The trial court conducted a 
Jackson v. Denno
(footnote: 3) 
hearing to determine the admissibility of the tape recording of Appellant’s third statement to Detective Carroll.  
At a 
Jackson v. Denno 
hearing, the trial court is the sole fact-finder and may choose to believe or disbelieve any or all of the witnesses’ testimony.  
Jackson
, 378 U.S. at 276-77, 84 S. Ct. at 1780-81; 
Dewberry v. State
, 4 S.W.3d 735, 747 (Tex. Crim. App. 1999), 
cert. denied
, 529 U.S. 1131 (2000).  We will not disturb the trial court’s findings absent an abuse of discretion.  
Alvarado v. State
, 912 S.W.2d 199, 211 (Tex. Crim. App. 1995).  An abuse of discretion will be found only when the trial judge’s decision was so clearly wrong as to lie outside that zone within which reasonable persons might disagree.  
Montgomery v. State
, 810 S.W.2d 372, 391 (Tex. Crim. App. 1991) (op. on reh’g).

The statement of an accused may be used in evidence if it was freely and voluntarily made without compulsion or persuasion.  
Tex. Code Crim. Proc. Ann.
 art. 38.21 (Vernon 2005).  A confession is involuntary if circumstances show that the defendant’s will was “overborne” by police coercion.  
Creager v. State
, 952 S.W.2d 852, 856 (Tex. Crim. App. 1997).  In other words, a statement is involuntary if the record reflects “official, coercive conduct of such a nature” that any statement obtained thereby is “unlikely to have been the product of an essentially free and unconstrained choice by its maker.”  
Alvarado
, 912 S.W.2d at 211.  The determination of whether a confession is voluntary is based on an examination of the totality of the circumstances surrounding its acquisition.  
Reed v. State
, 59 S.W.3d 278, 281 (Tex. App.—Fort Worth 2001, pet. ref’d).

Article 38.22, section 2(b) of the Texas Code of Criminal Procedure provides that no statement given by an accused as a result of custodial interrogation is admissible unless the accused “prior to and during the making of the statement, knowingly, intelligently, and voluntarily waived” the warning prescribed by subsection 2(a).  
Tex. Code Crim. Proc. Ann.
 art. 38.22, § 2(b) (Vernon 2005)
.

Detective Carroll testified that he gave Appellant the 
Miranda
 and article 38.22 warnings before he made his third statement.  State’s exhibit 27 is a typewritten copy of the both the 
Miranda
 and article 38.22 warnings.  It bears Appellant’s initials in twelve places and his signature in two places, along with the dates of his first and third statements to Detective Carroll.  At the beginning of Appellant’s third statement, Detective Carroll went over warnings one by one, and Appellant stated that he understood each warning.  Detective Carroll asked, “Any statement you make may be used as evidence against you in court, do you understand that one?”; Appellant answered, “Yes, sir.”  He also stated that he had initialed the written warnings.
  Detective Carroll testified that he did not coerce, threaten, or harm Appellant or promise him anything in return for his statements.  The trial court made findings of fact and conclusions of law on the record that Appellant received the article 38.22 warnings and that he gave his statement freely and voluntarily. 

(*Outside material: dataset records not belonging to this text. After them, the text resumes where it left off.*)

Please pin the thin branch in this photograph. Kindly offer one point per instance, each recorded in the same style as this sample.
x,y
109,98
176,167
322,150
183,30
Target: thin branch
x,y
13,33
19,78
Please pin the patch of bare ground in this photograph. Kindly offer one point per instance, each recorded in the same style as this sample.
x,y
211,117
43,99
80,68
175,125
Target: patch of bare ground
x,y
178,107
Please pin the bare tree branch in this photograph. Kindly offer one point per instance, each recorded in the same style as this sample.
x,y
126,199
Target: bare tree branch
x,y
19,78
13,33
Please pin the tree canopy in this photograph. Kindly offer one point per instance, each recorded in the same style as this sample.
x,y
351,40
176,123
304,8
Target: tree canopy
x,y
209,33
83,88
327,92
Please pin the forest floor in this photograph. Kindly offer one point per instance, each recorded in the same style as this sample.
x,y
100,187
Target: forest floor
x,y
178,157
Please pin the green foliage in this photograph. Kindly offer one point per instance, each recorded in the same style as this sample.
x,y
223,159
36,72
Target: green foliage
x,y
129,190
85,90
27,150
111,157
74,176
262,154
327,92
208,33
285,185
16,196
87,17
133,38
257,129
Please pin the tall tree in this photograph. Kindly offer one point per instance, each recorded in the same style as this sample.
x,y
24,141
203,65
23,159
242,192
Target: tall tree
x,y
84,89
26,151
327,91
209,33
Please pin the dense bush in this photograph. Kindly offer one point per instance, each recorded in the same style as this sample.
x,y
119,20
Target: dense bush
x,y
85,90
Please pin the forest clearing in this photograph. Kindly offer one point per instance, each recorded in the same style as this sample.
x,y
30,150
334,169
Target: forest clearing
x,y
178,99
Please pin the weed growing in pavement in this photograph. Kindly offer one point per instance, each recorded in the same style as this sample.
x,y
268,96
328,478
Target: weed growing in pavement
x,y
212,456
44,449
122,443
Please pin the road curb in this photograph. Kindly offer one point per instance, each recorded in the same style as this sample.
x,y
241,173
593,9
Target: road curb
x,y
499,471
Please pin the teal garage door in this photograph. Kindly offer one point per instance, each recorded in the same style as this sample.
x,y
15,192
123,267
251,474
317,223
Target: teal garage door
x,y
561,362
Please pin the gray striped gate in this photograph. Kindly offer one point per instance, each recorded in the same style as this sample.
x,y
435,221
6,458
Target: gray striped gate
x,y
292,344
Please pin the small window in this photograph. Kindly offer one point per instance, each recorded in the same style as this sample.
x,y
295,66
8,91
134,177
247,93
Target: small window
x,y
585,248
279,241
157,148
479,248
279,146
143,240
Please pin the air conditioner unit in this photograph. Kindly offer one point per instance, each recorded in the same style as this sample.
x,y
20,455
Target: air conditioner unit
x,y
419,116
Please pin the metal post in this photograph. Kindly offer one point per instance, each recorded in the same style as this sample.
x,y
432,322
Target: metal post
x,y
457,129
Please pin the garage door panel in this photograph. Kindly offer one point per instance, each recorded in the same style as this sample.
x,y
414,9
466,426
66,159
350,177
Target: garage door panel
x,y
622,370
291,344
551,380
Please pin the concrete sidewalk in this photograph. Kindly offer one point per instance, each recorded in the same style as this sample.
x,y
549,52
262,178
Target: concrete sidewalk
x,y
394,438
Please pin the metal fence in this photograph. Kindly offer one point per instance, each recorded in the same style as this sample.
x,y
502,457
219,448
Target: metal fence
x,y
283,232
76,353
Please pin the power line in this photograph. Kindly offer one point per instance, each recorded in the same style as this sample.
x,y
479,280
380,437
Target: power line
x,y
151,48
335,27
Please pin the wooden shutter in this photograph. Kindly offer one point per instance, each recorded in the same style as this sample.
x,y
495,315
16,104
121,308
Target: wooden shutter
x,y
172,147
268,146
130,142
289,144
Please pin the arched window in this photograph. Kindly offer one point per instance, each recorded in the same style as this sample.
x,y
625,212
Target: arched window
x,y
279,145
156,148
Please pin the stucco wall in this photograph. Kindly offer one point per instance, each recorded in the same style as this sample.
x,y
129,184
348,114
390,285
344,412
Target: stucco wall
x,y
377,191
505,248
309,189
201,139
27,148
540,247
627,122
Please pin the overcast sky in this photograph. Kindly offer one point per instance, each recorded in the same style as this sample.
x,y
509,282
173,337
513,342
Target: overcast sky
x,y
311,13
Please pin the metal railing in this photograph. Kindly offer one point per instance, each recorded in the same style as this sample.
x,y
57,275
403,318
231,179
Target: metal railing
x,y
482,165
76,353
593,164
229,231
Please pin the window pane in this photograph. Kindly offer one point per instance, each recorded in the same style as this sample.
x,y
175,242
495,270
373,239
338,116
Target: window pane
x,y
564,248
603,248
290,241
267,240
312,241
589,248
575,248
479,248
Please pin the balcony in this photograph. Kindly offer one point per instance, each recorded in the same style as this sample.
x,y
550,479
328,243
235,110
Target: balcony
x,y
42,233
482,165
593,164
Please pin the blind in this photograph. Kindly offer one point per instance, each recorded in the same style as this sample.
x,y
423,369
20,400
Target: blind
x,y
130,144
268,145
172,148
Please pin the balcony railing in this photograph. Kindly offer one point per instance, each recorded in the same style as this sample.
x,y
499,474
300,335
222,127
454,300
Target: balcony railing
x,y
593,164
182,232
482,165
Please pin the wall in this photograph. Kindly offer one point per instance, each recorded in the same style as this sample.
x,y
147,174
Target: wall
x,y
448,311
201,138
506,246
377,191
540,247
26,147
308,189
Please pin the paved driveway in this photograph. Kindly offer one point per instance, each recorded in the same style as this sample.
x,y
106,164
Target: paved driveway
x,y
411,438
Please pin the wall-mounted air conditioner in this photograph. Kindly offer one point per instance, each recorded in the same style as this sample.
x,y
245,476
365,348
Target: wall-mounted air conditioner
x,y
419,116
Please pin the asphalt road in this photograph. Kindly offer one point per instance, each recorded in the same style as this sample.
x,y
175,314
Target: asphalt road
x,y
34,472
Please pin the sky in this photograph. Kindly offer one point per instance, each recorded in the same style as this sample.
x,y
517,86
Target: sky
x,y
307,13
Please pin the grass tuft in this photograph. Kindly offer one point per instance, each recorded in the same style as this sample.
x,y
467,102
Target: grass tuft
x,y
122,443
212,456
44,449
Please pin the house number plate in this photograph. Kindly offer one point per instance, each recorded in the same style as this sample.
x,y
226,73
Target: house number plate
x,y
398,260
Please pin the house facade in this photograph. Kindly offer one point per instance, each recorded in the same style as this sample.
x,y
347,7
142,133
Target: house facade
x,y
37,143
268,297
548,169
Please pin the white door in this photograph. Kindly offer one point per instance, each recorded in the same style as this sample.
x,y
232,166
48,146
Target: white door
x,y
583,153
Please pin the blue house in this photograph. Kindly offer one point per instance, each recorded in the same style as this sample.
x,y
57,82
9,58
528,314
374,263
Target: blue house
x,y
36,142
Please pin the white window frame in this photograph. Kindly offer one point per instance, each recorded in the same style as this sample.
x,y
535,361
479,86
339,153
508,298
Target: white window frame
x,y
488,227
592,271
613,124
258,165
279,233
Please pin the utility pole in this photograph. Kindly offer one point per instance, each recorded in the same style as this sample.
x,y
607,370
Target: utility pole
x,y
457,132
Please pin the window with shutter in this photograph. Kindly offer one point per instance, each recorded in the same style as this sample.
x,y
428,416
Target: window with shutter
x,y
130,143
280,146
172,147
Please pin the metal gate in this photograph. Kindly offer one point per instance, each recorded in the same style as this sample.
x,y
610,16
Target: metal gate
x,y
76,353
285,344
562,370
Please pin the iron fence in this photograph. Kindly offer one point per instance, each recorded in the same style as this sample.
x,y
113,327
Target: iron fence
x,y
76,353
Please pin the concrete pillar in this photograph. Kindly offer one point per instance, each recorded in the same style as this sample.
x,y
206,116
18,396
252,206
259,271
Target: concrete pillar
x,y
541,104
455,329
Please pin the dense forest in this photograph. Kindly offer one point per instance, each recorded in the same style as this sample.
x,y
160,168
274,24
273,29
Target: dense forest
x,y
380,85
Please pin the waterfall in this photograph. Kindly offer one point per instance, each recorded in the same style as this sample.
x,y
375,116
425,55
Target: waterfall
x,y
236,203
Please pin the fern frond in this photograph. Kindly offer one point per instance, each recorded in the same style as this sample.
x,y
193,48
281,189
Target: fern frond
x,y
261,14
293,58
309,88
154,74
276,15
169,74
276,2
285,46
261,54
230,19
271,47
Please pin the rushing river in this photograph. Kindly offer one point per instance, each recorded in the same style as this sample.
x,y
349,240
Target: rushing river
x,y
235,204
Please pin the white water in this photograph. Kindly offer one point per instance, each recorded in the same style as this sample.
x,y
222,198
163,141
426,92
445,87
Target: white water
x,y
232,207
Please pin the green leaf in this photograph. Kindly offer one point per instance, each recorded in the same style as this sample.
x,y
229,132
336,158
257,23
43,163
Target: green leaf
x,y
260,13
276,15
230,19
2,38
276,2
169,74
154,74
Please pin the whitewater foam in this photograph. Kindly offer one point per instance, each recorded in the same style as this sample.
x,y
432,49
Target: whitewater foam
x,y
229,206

Nothing in the record supports Appellant’s arguments that the warnings were given in a manner that he could not understand, that he did not know he could terminate the interview, that he would not have given the statement had he known that he could terminate the interview, and that his free will was somehow overborne.  We therefore hold that the trial court did not abuse its discretion by denying Appellant’s motion to suppress his third statement, and we overrule Appellant’s third point.

Conclusion

Having overruled all of Appellant’s points, we affirm the trial court’s judgment.

ANNE GARDNER

JUSTICE

PANEL F:	HOLMAN, GARDNER, and WALKER, JJ.

DO NOT PUBLISH

Tex. R. App. P.
 47.2(b)

DELIVERED:  May 4, 2006

FOOTNOTES
1:See 
Tex. R. App. P. 
47.4.

2:The third interview, a tape recording of which was played for the jury, forms the basis of Appellant’s third point on appeal.

3:378 U.S. 368, 84 S. Ct. 1774 (1964).